The use of a supercharger, or a turbo charger or turbo supercharger as it is generally called, is not a new and recent development. The supercharger is known as a means effective to boost the power of the engine with minimized fuel consumption and generally contains a compressor and a turbine linked together by a common shaft. The supercharger is usually driven by the turbine which is in turn driven by exhaust gases emitted from the engine, although on some engines the supercharger is driven by a belt or gears from the engine instead of by an exhaust-gas turbine.
There is known an automobile fuel supply system wherein the supercharger is installed at a position upstream of the primary and secondary or auxiliary throttle valves with respect to the direction of flow of an air-fuel mixture towards the engine.

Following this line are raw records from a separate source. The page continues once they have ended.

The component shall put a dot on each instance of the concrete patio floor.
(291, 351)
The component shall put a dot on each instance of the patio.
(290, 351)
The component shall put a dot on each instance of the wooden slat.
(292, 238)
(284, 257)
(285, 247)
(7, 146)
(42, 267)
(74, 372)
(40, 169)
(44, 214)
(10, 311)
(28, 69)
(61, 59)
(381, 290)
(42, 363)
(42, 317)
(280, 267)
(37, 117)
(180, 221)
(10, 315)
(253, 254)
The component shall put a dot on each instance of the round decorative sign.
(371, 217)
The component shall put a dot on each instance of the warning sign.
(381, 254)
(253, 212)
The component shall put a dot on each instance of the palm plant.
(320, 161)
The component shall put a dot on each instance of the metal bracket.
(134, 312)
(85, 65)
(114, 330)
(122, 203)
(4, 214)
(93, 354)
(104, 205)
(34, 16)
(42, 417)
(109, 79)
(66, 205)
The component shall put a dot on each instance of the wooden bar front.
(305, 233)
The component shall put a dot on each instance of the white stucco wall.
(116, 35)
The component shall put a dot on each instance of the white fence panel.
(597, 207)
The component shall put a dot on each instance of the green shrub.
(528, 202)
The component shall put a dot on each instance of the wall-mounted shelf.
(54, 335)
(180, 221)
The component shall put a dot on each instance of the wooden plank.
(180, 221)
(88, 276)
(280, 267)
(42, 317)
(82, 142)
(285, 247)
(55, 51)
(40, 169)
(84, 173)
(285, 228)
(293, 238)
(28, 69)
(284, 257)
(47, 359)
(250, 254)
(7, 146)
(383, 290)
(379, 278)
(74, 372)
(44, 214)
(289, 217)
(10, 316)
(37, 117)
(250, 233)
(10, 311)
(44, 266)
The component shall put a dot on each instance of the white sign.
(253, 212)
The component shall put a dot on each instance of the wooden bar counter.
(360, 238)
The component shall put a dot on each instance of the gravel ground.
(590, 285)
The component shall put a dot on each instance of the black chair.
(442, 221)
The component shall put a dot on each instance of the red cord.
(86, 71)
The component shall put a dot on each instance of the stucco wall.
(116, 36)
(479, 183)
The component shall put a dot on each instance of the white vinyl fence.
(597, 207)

In this known type of engine fuel supply system, because the amount of incoming air to be supplied to the engine in admixture with fuel can be controlled in multi-stage fashion, the use of the supercharger has brought about such advantages as improved accuracy in the metering of the incoming air, improved maneuverability of the acceleration pedal during low speed driving of an automobile and improved availability of negative pressure for both the exhaust-gas recirculating system and the ignition distributor.

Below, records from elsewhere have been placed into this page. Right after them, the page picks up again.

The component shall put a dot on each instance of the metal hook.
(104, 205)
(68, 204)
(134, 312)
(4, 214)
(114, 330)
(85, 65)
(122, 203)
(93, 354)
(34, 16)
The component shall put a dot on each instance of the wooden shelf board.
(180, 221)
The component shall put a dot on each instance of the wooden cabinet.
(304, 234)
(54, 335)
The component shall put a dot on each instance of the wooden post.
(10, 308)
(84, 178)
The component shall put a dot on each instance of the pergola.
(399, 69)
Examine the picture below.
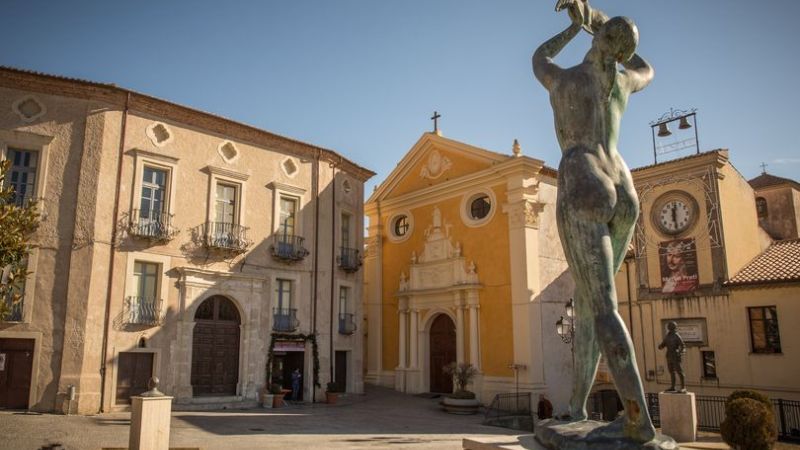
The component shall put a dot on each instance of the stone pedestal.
(678, 413)
(150, 420)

However, some disadvantages are also present in the above described known system. Specifically, in order to minimize, or substantially eliminate, the possibility that lubricant oil used in the supercharger particularly for lubricating the common shaft may leak into the fuel supply system under the influence of a negative pressure developed during a low load operating condition of the engine, a limitation has been imposed that the throttle valves have to be installed at a portion of the fuel supply system downstream of the supercharger. Accordingly, in the known system wherein the secondary or auxiliary throttle valve is so designed as to be controlled by a negative pressure developed inside a venturi area which is formed inside a fuel passage at a position upstream of the primary throttle valve, the negative pressure inside the venturi area tends to be counterbalanced with a positive pressure supplied from the supercharger during a high load operating condition of the engine and, therefore, the secondary throttle valve cannot be controlled properly. In order to avoid this problem, it is possible to control the secondary throttle valve by the utilization of a positive pressure inside a fuel supply passage at a position upstream of the primary throttle valve, this possibility, however, bringing about another problem that an abrupt increase of the positive pressure which would instantaneously occur upstream of the primary throttle valve during deceleration of the engine leads to reduction in responsivity of the secondary throttle valve to return to a proper position, thereby resulting in an impairment of the feeling of deceleration.
In order to solve this problem, a fairly recent version of the automobile fuel supply system has been so designed that, while the primary throttle valve is operatively coupled to the acceleration pedal, the secondary throttle valve is operatively linked with the primary throttle valve by means of a mechanical linkage so designed as to forcibly open the secondary throttle valve when the acceleration pedal has been depressed to open the primary throttle valve to a predetermined opening, for example, 40.degree..
In this recent version, since the secondary throttle valve is forcibly opened irrespective of the amount of incoming air when and after the primary throttle valve has been opened to the predetermined opening, the secondary throttle valve is unnecessarily opened even during the particular engine operating condition, for example, low-speed operating condition and high load operating condition, in which the supply of the incoming air controlled only by the primary throttle valve is considered sufficient.